A product of $A$ and $B$ in a category $C$ is a 3 tuple $(P \in C, \pi^p_a \in Hom(P, A), \pi^p_b \in Hom(P, B))$ such that for any other 3-tuple ($Q \in C, \pi^q_a \in Hom(Q, A), \pi^q_b \in Hom(Q, B))$, we have a unique morphism $q2p: Hom(Q, P)$ such that $\pi^q_a = \pi^p_a \circ q2p$, and $\pi^q_b = \pi^p_b \circ q2p$.

Now, we wish to show that given two products $K, L$ of $A$ and $B$, that there is a unique isomorphism between $K$ and $L$. That is, we have two maps $k2l \in Hom(K, L)$ and $l2k \in Hom(l, k)$ such that $k2l \circ l2k = id_l$ and $l2k \circ k2l = id_k$.

I thought the proof of uniqueness of the product goes like this:

1. Assume we have two candidates for the product of $A$ and $B$, namely, $(A \times B, pr_1, pr_2)$, and $(A \otimes B, pr'_1, pr'_2)$.
2. By the universal property of $A \times B$, we have a unique map $k \in Hom(A \otimes B, A \times B)$ such that $pr'_1 = pr_1 \circ k$, $pr'_2 = pr_2 \circ k$.
3. Similarly, by the universal property of $A \otimes B$, we have a unique map $l \in Hom(A \times B, A \otimes B)$ such that $pr_1 = pr'_1 \circ l$, $pr_2 = pr'_2 \circ l$
4. These together give us a map $k \circ l \in Hom(A \times B, A \times B)$ which behaves like the identity element: $pr_1 \circ id = pr_1 = pr_2 \circ (k \circ l)$, and similarly $pr_2 \circ id = pr_2 = pr_2 \circ (k \circ l)$
5. By the uniqueness of identity, we have that $id_{A \times B} = k \circ l$.

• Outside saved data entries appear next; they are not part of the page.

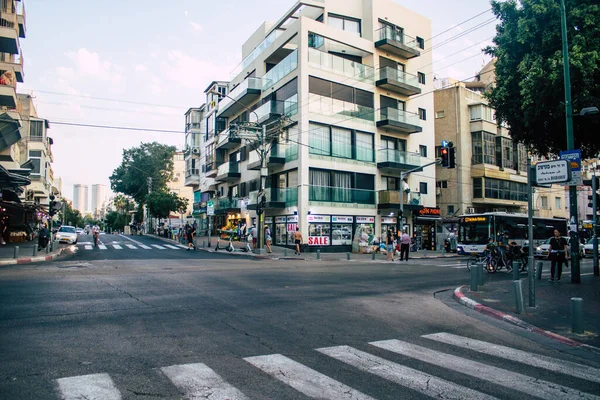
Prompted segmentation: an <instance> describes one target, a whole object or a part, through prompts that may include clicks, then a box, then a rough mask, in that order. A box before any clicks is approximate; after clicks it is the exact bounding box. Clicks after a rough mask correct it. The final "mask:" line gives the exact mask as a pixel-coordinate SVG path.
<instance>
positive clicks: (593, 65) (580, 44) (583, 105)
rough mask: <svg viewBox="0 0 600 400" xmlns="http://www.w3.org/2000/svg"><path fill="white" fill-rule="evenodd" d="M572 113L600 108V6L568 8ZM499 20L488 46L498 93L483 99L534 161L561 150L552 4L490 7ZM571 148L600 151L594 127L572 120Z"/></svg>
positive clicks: (587, 0)
mask: <svg viewBox="0 0 600 400" xmlns="http://www.w3.org/2000/svg"><path fill="white" fill-rule="evenodd" d="M566 3H567V4H566V6H567V31H568V40H569V55H570V58H571V60H570V72H571V91H572V98H573V111H574V113H578V112H579V111H580V110H581V109H582V108H585V107H590V106H596V107H599V108H600V4H598V0H568V1H566ZM492 10H493V12H494V14H495V15H496V16H497V17H498V18H499V19H500V20H501V23H500V24H499V25H498V26H497V28H496V37H495V38H494V44H495V45H494V46H490V47H488V48H486V49H485V51H486V53H487V54H489V55H492V56H493V57H495V58H496V62H495V73H496V85H495V87H494V88H493V89H492V90H491V91H490V92H489V93H488V95H487V96H488V99H489V101H490V105H491V106H492V107H494V108H495V109H496V118H497V120H498V121H499V122H506V123H507V124H508V126H509V127H510V134H511V136H512V137H513V139H514V140H516V141H518V142H522V143H524V144H525V145H527V146H528V147H530V148H531V149H532V151H533V152H534V153H536V154H540V155H550V154H558V152H559V151H561V150H566V148H567V142H566V122H565V104H564V98H565V96H564V78H563V54H562V38H561V28H560V27H561V25H560V24H561V21H560V4H559V1H558V0H520V1H518V2H517V1H516V0H508V1H503V2H500V1H492ZM573 123H574V137H575V148H580V149H581V150H582V153H583V156H584V157H593V156H595V155H596V154H597V153H598V151H600V135H597V134H596V133H597V132H598V129H599V128H600V121H599V120H597V119H595V120H591V119H586V118H579V117H576V118H574V119H573Z"/></svg>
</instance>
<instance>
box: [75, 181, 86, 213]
mask: <svg viewBox="0 0 600 400" xmlns="http://www.w3.org/2000/svg"><path fill="white" fill-rule="evenodd" d="M73 208H74V209H75V210H78V211H79V212H80V213H81V214H86V213H87V212H88V186H87V185H81V184H76V185H73Z"/></svg>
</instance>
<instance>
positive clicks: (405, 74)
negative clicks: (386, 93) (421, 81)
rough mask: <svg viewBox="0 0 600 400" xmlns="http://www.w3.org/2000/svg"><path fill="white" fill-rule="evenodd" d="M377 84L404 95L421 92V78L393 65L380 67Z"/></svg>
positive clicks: (392, 90)
mask: <svg viewBox="0 0 600 400" xmlns="http://www.w3.org/2000/svg"><path fill="white" fill-rule="evenodd" d="M375 85H376V86H377V87H380V88H382V89H386V90H389V91H392V92H396V93H400V94H402V95H404V96H412V95H415V94H420V93H421V88H420V87H419V78H418V77H417V76H415V75H411V74H407V73H406V72H403V71H398V69H396V68H391V67H383V68H381V69H379V76H378V79H377V82H375Z"/></svg>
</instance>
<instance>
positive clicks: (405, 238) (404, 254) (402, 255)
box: [400, 231, 410, 261]
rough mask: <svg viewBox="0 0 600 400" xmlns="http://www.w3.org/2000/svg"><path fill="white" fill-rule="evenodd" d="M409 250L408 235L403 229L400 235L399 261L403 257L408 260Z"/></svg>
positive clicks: (409, 236) (409, 248) (409, 241)
mask: <svg viewBox="0 0 600 400" xmlns="http://www.w3.org/2000/svg"><path fill="white" fill-rule="evenodd" d="M409 251H410V236H408V233H406V231H404V233H403V234H402V236H401V237H400V261H402V259H403V258H404V261H408V253H409Z"/></svg>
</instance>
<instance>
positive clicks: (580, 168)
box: [560, 149, 583, 186]
mask: <svg viewBox="0 0 600 400" xmlns="http://www.w3.org/2000/svg"><path fill="white" fill-rule="evenodd" d="M560 159H561V160H567V161H569V162H570V163H571V179H570V180H569V181H568V182H566V183H565V186H578V185H581V184H582V182H583V180H582V178H581V150H579V149H578V150H567V151H561V152H560Z"/></svg>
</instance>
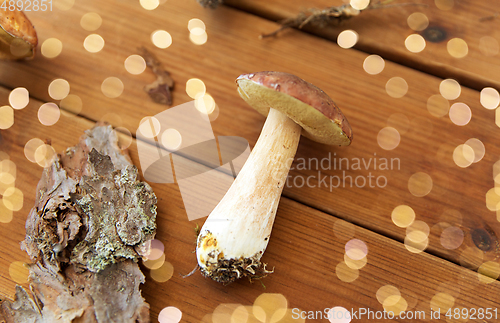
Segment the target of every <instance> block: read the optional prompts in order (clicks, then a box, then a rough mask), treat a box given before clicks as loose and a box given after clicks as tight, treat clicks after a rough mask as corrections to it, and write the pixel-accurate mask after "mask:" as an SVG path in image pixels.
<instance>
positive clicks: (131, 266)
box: [0, 124, 156, 323]
mask: <svg viewBox="0 0 500 323" xmlns="http://www.w3.org/2000/svg"><path fill="white" fill-rule="evenodd" d="M137 177H138V172H137V168H136V167H135V166H133V165H132V162H131V160H130V157H129V156H128V154H127V153H126V151H123V150H121V149H120V148H119V147H118V138H117V134H116V133H115V132H114V131H113V129H112V128H111V126H109V125H102V124H99V125H96V126H95V127H94V128H92V129H91V130H88V131H87V132H86V133H85V135H84V136H83V137H82V138H81V140H80V143H79V144H78V145H76V146H75V147H71V148H68V149H67V150H66V151H65V152H64V153H62V154H60V155H58V158H56V160H55V161H54V162H53V163H52V165H51V166H50V167H48V168H46V169H45V170H44V172H43V174H42V178H41V179H40V182H39V183H38V187H37V197H36V203H35V206H34V207H33V208H32V209H31V211H30V214H29V215H28V219H27V221H26V237H25V240H24V241H23V242H22V248H23V249H25V250H26V252H27V253H28V255H29V256H30V258H31V260H32V263H31V264H29V270H30V277H29V284H30V291H26V290H24V289H23V288H21V287H17V289H16V299H15V300H14V301H3V302H2V303H1V304H0V305H1V306H0V317H2V315H3V317H4V320H5V321H6V322H7V323H11V322H16V323H17V322H36V323H42V322H51V323H52V322H54V323H56V322H60V323H62V322H75V323H76V322H134V323H135V322H149V305H148V304H147V303H146V302H145V301H144V299H143V298H142V296H141V293H140V290H139V286H140V284H141V283H144V275H143V274H142V273H141V271H140V269H139V267H138V265H137V261H138V260H139V259H140V258H141V257H143V256H145V255H146V253H147V246H148V243H149V242H150V241H151V240H152V239H153V238H154V235H155V232H156V224H155V220H156V196H155V194H154V193H153V190H152V189H151V187H150V186H149V185H148V184H147V183H145V182H141V181H139V180H138V179H137ZM20 309H22V311H21V310H20Z"/></svg>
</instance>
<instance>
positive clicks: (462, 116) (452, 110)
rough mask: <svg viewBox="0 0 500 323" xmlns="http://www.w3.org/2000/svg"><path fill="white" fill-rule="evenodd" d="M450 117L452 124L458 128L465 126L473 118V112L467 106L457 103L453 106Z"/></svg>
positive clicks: (460, 102) (462, 104)
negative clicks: (457, 126)
mask: <svg viewBox="0 0 500 323" xmlns="http://www.w3.org/2000/svg"><path fill="white" fill-rule="evenodd" d="M449 116H450V120H451V122H453V123H454V124H456V125H457V126H465V125H467V124H468V123H469V122H470V120H471V118H472V111H471V109H470V108H469V106H468V105H467V104H465V103H462V102H457V103H453V104H452V105H451V107H450V112H449Z"/></svg>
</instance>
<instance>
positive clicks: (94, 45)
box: [83, 34, 104, 53]
mask: <svg viewBox="0 0 500 323" xmlns="http://www.w3.org/2000/svg"><path fill="white" fill-rule="evenodd" d="M83 47H84V48H85V49H86V50H87V51H88V52H90V53H98V52H100V51H101V50H102V49H103V48H104V38H102V37H101V36H100V35H98V34H91V35H88V36H87V37H86V38H85V40H84V41H83Z"/></svg>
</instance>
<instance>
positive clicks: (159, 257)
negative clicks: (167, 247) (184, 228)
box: [146, 239, 165, 260]
mask: <svg viewBox="0 0 500 323" xmlns="http://www.w3.org/2000/svg"><path fill="white" fill-rule="evenodd" d="M164 251H165V246H164V245H163V242H161V241H160V240H158V239H153V240H151V241H150V242H149V245H148V252H147V255H146V258H147V260H156V259H159V258H160V257H161V255H163V252H164Z"/></svg>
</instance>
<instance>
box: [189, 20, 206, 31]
mask: <svg viewBox="0 0 500 323" xmlns="http://www.w3.org/2000/svg"><path fill="white" fill-rule="evenodd" d="M194 28H201V29H203V30H206V27H205V23H204V22H203V21H202V20H201V19H198V18H193V19H190V20H189V21H188V30H189V31H190V32H191V31H192V30H193V29H194Z"/></svg>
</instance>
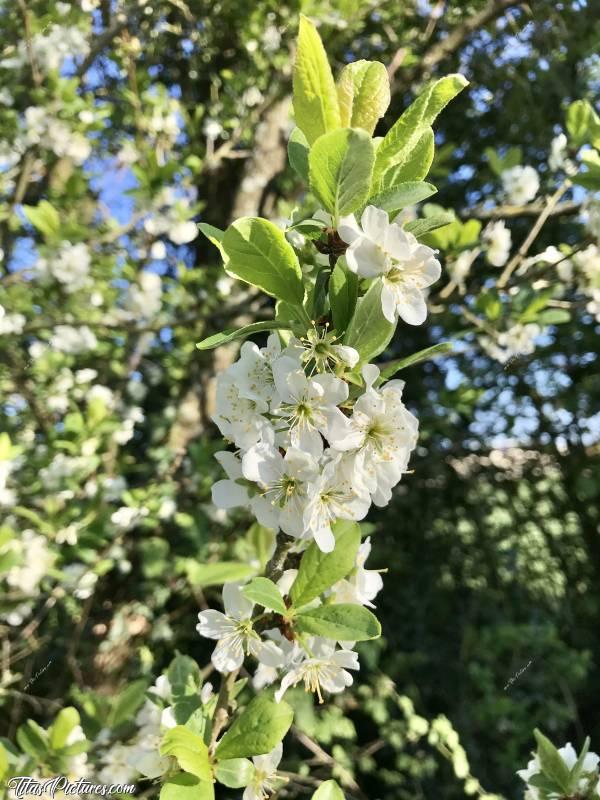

Rather, the trusted proof of product that I have seen changes at the 5th step. It proceeds as:

5. We now apply the universal property a third time with $A \times B$ on $A \times B$, telling us that there exists a unique map $h \in Hom(A \times B, A \times B)$ such that $pr_1 = pr_1 \circ h$, $pr_2 = pr_2 \circ h$.
6. We have two such candidates for such an $h$: $id_{A \times B}$ and $k \circ l$. But since $h$ is unique, we have that $id_{A \times B} = k \circ l$.

I am confused as to why we cannot conclude the proof the way I do. As I see it, since all the maps $k, l, id_{A \times B}$ are unique, they must coincide?

I suppose the flaw with my argument is that I only know that $k \circ l$ agrees with $id_{A \times B}$ at $pr_1$ and $pr_2$. There maybe other morphisms in $Hom(A \times B, A \times B)$ where $id_{A \times B}$ and $k \circ l$ may not agree. Is my identification of the error correct?

Answer 1

To check that $k\circ l$ "behaves like the identity element", one had to show that $k\circ l$ is a neutral element w.r.t. to every morphism coming from or to $A\times B$.

In your proof, you showed that $k\circ l$ is a neutral element from the right w.r.t. $pr_1,pr_2$, which isn't enough for your claim. However, as pointed out by your trusted proof, there is only one such morphism behaving as a right identity for $pr_1,pr_2$, so $k\circ l = id_{A\times B}$.